Gmail and Google Gemini Chat Model integration

Save yourself the work of writing custom integrations for Gmail and Google Gemini Chat Model and use n8n instead. Build adaptable and scalable Communication, HITL, AI, and Langchain workflows that work with your technology stack. All within a building experience you will love.

How to connect Gmail and Google Gemini Chat Model

  • Step 1: Create a new workflow
  • Step 2: Add and configure nodes
  • Step 3: Connect
  • Step 4: Customize and extend your integration
  • Step 5: Test and activate your workflow

Step 1: Create a new workflow and add the first step

In n8n, click the "Add workflow" button in the Workflows tab to create a new workflow. Add the starting point – a trigger on when your workflow should run: an app event, a schedule, a webhook call, another workflow, an AI chat, or a manual trigger. Sometimes, the HTTP Request node might already serve as your starting point.
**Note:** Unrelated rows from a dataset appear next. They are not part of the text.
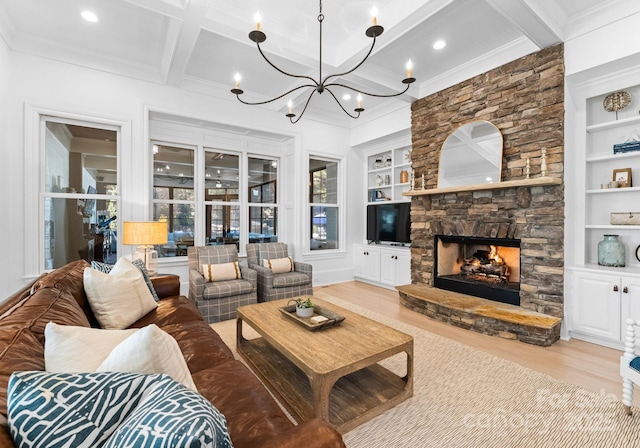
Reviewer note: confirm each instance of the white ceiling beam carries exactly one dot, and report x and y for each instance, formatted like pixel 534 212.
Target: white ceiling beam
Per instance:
pixel 193 22
pixel 529 21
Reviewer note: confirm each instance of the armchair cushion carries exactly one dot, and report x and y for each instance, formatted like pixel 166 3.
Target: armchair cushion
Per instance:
pixel 221 271
pixel 278 265
pixel 290 279
pixel 226 288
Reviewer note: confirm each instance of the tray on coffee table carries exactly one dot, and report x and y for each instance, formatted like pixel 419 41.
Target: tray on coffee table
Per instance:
pixel 333 319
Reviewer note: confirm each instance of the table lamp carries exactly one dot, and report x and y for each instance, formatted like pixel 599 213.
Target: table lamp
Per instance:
pixel 145 234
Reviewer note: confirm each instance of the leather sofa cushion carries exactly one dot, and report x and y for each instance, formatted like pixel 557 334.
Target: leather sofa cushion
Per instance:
pixel 290 279
pixel 170 311
pixel 69 278
pixel 253 416
pixel 226 288
pixel 20 349
pixel 46 305
pixel 201 347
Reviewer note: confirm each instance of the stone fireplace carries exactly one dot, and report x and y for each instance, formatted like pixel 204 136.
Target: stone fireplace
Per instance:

Gmail and Google Gemini Chat Model integration: Create a new workflow and add the first step

Step 2: Add and configure Gmail and Google Gemini Chat Model nodes

You can find Gmail and Google Gemini Chat Model in the nodes panel. Drag them onto your workflow canvas, selecting their actions. Click each node, choose a credential, and authenticate to grant n8n access. Configure Gmail and Google Gemini Chat Model nodes one by one: input data on the left, parameters in the middle, and output data on the right.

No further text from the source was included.